Задираю на нос майку, немного легче. Чувствую жару, пот и реку, от мыла только слабенький дух. Кира сделал тоже самое. Значит, Юла посоветовала. Мысль о том, что я знаю ее запах, проносится и исчезает. Ровно два сильных, выбившихся из ритма, стука сердца.
– Видел его, – Кира шепчет, будто здесь не слышно даже простого движения губ.
– Ага. Не знаю, – предупредил я его вопрос, – ерунда какая-то творится.
Скрежет проходит сквозь кости и через пальцы, пропадает на лестнице. Мягкий свет крадется по шахте, касается моего лица, рук, падает вглубь.
– Приехали, – Саня отодвигает тяжелую крышку и первым вылезает наружу.
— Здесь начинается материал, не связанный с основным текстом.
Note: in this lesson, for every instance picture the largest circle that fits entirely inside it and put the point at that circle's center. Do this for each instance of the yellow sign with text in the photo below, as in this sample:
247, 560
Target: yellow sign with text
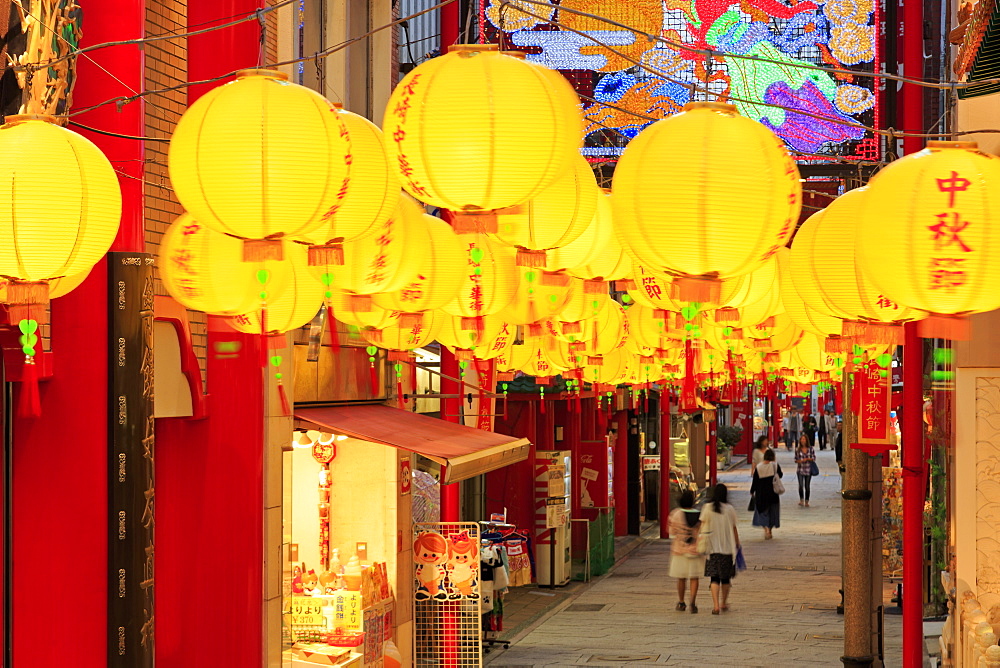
307, 611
Чем ближе к открытому люку, тем сильнее предчувствие неизвестного. И хорошее, и страшное одновременно. То, что осталось в темноте, кажется далеким, несуществующим. На самом деле много вещей, о которых легко не помнить. Или так всегда происходит, когда выбираешься из шахты, где летают чудовищные сверчки.
Спорят, но прийти не к чему. Не хочу слушать, от них болит голова. Отвечаю не впопад и только больше раздражаю остальных. У меня нет вариантов, как мы очутились в этой аллее. Устоять на месте сложно. Я бреду вдоль колеи, изредка оглядываюсь на Юлу и Санька. Все происходит на самом деле.
Рельсы лежат на вымощенной красным булыжником дороге, между двумя густыми рядами деревьев, смыкающихся высоко над нами. Из крон через равные промежутки выглядывают круглые уличные фонари. Пути очень странные. Там, где мы поднялись, вторая ветка отделяется от основной, делает петлю, и обе вновь сливаются вместе. Аллея прямая, убегает вдаль. Похоже, каштанам нет счету.
Приближающиеся шаги, топот. Вокруг тихо, мошкара жужжит возле раскаленных ламп.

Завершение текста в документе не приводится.